I’m back in London after my brief stay in the lavish Four Seasons hotel in Hampshire for Citywire’s first-ever Smart Beta Retreat.
The argument over active versus passive investment seems to be evolving, with an increasing number of advisers refusing to side solely with one or the other. Instead, they try to get the best out of both. Julian Sunley, director of Hampshire-based Sunley Financial, is one of those. ‘It’s about balancing and diversification,’ he said.
Unsurprisingly for an event focused on passive investing, the debate over costs reared its head.
Phil Melville, director of Hertfordshire-based Argyle Financial Group, said passive investments remained a ‘niche’ option for many clients but their lower costs often added to their attractiveness.
Bob Bassi, director of Surrey-based Finance for Life, was keen to unpick all the details of some of the fund manager presenters’ charging structures.
Sunley has been monitoring costs as part of a revamp of his investment proposition. He has signed up to network Best Practice’s platform, powered by SEI, which offers access to institutional share classes. He said he was in the process of bedding in and documenting his approach.
David Salmon, director of Whiting & Partners Wealth Management based in Cambridgeshire, said clients often needed the skills of an adviser to convey how passive investments could serve their needs.

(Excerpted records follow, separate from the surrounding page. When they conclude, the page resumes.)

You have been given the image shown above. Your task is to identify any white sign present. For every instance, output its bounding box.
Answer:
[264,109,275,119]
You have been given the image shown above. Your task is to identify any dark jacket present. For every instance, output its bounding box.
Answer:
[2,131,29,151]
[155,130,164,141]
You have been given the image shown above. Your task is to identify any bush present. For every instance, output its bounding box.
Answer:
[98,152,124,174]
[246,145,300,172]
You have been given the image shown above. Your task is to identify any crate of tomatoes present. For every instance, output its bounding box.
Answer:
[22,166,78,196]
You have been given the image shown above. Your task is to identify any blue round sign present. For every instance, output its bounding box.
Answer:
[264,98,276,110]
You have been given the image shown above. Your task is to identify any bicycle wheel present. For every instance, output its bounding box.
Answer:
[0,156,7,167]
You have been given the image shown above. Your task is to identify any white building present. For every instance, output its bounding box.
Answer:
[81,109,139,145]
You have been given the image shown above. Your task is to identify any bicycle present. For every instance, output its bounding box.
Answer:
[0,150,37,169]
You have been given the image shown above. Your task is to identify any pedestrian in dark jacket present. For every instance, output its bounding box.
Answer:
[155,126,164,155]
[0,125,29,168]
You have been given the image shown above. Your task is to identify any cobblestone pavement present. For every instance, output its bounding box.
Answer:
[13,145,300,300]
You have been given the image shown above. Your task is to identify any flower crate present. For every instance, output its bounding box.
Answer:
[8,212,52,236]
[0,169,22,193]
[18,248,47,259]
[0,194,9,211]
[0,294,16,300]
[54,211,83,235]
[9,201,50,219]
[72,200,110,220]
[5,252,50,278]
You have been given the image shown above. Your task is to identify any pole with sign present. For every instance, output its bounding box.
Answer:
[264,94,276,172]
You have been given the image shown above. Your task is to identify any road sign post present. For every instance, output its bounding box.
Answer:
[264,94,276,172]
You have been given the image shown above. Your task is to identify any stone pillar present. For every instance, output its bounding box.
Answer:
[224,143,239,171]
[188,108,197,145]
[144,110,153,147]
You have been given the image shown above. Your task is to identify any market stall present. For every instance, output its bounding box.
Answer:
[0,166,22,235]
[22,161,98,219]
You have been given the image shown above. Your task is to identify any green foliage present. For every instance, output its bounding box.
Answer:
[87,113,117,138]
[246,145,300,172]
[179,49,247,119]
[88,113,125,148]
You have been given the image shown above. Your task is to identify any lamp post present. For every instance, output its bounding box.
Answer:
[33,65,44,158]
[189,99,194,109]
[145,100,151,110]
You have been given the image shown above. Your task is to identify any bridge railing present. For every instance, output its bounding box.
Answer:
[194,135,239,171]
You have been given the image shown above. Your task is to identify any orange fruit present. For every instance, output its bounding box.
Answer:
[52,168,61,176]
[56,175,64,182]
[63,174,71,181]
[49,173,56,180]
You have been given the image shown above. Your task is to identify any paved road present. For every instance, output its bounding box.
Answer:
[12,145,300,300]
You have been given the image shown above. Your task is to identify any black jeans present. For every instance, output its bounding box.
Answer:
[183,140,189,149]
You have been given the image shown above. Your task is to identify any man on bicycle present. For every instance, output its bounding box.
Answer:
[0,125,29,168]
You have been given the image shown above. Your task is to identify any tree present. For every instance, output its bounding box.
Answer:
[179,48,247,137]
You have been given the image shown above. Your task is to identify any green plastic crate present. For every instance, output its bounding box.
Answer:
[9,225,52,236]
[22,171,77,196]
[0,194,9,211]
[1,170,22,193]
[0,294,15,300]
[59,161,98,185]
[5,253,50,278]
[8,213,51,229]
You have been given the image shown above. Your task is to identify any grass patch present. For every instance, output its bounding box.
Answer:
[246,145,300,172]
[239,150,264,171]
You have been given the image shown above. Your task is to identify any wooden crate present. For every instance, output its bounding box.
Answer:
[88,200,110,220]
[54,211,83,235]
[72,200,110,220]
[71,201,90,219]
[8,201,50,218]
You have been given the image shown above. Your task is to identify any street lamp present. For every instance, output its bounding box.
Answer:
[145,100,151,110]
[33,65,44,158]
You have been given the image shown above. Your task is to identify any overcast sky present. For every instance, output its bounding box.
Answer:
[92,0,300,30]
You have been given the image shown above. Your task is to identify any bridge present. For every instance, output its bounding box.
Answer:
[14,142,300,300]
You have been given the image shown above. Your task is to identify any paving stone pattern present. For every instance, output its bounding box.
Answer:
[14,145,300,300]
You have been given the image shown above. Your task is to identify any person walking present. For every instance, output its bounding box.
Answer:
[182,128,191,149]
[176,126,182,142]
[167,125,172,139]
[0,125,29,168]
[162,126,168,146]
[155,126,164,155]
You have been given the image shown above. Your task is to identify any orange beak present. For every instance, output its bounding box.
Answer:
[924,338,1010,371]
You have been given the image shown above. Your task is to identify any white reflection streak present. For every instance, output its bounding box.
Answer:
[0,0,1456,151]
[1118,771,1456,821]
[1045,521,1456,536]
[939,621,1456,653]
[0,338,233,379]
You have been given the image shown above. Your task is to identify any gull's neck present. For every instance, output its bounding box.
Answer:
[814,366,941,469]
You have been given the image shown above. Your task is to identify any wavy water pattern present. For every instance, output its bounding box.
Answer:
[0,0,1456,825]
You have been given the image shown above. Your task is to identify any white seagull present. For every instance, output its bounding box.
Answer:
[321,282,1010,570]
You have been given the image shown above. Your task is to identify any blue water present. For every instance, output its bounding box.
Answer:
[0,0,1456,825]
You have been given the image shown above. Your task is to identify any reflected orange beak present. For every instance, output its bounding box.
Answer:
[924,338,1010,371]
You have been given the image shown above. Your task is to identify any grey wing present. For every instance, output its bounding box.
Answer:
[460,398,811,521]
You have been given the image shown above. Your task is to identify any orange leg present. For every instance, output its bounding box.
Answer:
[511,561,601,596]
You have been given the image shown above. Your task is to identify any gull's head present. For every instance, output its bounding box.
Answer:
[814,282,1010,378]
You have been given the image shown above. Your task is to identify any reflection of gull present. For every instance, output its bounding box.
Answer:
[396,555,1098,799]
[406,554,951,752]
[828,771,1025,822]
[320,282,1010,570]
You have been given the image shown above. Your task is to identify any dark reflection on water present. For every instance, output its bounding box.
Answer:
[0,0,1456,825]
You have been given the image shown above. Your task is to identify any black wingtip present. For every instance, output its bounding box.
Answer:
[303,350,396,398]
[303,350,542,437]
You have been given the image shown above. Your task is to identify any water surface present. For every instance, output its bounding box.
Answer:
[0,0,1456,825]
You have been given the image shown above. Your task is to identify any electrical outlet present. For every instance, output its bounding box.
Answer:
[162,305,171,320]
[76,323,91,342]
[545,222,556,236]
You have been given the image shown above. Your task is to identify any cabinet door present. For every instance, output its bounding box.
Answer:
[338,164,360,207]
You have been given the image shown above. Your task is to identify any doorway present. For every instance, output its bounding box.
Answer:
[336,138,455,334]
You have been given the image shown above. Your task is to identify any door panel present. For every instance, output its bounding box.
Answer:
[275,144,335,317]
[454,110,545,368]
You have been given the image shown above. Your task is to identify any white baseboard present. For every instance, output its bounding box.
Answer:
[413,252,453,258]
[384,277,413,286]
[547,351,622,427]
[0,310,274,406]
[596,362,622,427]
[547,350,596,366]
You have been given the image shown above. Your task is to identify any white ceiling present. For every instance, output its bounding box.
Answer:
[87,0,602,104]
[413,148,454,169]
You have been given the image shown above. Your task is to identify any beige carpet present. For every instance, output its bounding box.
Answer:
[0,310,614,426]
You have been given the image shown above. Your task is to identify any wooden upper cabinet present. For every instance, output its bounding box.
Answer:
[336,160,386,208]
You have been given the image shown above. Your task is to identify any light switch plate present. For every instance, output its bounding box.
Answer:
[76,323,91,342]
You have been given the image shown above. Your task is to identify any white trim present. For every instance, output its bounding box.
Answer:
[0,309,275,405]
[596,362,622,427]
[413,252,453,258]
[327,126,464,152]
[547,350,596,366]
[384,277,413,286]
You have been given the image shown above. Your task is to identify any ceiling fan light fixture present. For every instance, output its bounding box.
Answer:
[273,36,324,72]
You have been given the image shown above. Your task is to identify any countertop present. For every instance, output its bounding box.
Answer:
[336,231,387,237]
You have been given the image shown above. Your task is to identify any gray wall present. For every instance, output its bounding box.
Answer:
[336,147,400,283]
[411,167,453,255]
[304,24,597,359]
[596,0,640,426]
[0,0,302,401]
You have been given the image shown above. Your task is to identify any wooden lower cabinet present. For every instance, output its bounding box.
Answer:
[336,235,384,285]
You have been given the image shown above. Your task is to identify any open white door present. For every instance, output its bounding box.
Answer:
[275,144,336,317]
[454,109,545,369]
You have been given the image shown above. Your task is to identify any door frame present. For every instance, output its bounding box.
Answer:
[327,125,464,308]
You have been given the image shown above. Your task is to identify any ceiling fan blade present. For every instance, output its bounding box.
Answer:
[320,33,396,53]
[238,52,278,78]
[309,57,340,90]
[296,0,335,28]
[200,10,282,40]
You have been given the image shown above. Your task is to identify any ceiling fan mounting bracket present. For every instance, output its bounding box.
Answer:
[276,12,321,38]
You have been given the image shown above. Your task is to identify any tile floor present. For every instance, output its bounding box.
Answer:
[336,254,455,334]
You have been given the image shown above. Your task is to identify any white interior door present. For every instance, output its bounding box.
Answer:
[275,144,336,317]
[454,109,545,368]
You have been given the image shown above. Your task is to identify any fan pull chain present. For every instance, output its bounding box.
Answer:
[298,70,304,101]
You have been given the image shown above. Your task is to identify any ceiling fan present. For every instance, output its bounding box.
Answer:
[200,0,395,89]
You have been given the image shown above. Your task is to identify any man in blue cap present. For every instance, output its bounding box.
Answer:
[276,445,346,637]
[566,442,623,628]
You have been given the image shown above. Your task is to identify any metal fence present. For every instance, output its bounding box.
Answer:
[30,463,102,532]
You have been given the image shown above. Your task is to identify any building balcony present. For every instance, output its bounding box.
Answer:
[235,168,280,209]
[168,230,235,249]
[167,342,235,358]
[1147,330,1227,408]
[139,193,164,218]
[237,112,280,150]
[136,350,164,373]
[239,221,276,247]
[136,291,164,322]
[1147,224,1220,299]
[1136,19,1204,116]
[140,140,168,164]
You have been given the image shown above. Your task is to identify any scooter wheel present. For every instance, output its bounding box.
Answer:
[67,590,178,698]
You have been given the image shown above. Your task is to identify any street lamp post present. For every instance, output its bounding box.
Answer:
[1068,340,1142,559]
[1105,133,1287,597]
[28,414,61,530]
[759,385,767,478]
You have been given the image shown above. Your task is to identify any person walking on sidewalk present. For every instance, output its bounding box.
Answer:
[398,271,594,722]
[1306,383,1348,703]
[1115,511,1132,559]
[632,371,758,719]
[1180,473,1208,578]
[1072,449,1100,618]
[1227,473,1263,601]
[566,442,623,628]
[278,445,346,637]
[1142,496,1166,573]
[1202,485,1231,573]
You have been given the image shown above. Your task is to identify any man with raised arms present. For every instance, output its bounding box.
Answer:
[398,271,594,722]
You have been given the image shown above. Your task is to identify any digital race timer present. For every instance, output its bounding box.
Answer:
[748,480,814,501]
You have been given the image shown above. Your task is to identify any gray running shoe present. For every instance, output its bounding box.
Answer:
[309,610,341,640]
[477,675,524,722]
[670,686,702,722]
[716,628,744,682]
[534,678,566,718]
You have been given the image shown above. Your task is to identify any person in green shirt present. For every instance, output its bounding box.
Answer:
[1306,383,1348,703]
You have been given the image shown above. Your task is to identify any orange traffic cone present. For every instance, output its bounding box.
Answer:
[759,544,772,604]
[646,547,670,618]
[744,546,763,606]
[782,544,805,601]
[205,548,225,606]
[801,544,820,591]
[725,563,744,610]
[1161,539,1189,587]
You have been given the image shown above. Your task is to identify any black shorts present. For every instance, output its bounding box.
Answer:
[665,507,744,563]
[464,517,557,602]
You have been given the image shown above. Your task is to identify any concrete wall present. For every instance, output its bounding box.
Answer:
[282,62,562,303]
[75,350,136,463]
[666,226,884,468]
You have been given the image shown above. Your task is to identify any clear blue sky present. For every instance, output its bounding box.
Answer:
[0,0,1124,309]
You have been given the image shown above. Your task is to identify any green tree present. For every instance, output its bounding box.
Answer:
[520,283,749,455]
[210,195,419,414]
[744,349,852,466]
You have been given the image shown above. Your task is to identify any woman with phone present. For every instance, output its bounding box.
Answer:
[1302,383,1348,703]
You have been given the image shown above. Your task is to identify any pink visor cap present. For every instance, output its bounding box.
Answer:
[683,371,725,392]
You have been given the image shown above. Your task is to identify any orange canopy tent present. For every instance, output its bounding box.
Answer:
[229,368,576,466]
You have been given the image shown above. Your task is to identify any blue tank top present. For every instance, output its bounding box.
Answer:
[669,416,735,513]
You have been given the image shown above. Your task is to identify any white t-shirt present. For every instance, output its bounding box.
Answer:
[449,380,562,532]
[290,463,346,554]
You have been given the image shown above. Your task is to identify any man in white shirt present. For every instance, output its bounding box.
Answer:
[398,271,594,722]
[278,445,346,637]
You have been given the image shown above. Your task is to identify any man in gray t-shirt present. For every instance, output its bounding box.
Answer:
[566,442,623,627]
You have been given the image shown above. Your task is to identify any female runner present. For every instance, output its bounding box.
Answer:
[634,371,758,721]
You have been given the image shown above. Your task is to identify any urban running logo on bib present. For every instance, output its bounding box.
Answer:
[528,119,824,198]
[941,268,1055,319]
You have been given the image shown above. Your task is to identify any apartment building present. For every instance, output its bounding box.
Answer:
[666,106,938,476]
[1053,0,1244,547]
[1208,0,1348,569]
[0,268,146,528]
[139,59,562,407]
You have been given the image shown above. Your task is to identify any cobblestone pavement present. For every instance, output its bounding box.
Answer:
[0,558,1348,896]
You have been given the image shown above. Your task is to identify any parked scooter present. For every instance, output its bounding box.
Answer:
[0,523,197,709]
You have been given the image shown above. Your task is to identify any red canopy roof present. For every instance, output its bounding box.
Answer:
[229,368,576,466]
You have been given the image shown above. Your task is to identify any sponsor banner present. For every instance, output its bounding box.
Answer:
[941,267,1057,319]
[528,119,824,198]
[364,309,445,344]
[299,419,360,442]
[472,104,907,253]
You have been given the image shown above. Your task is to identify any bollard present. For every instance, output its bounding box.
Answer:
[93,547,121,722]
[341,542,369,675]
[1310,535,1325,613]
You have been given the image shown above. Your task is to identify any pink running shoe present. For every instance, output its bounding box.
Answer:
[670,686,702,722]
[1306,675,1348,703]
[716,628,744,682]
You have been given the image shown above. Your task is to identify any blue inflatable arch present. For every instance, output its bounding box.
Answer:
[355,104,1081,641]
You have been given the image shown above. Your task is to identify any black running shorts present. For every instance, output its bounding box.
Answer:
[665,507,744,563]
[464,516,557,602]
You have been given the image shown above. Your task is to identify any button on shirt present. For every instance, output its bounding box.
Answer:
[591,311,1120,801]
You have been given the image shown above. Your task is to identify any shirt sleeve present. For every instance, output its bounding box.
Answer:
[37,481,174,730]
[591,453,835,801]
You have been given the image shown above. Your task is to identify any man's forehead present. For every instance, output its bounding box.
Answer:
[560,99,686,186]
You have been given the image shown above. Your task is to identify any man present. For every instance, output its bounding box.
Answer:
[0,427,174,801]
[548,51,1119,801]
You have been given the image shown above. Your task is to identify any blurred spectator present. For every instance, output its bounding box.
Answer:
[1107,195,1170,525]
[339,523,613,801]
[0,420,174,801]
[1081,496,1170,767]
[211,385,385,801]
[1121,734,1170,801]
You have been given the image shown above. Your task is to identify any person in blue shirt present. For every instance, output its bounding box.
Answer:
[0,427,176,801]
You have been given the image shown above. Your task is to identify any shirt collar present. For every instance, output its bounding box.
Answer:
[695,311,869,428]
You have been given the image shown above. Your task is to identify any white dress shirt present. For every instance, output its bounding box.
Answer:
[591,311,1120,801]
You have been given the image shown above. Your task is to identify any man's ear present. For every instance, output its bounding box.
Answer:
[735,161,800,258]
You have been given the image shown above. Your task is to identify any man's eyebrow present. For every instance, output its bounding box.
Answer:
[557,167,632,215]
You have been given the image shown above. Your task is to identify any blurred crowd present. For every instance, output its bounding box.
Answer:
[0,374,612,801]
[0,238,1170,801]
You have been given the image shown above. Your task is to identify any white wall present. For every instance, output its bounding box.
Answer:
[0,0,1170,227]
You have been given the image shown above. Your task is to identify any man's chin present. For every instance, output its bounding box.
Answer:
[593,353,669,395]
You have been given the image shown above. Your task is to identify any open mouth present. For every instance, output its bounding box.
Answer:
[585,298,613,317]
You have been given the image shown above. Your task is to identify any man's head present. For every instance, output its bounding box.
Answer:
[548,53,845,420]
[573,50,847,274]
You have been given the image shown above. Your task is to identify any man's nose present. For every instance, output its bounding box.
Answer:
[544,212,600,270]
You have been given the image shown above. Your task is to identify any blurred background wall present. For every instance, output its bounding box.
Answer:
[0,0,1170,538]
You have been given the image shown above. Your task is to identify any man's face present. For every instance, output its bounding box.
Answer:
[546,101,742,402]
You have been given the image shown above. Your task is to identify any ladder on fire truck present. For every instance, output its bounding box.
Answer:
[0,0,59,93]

‘The way some managers speak about their funds, [our] clients would never understand’ he said. ‘We look after a large historic farming community and they have to be able to comprehend what their investments are.’
Speakers at the event included investment strategist Russell Napier of research group CSLA, The Independent associate editor Hamish McRae, and political commentator and former Conservative MP Michael Portillo. A host of fund managers offering passive strategies also presented workshops.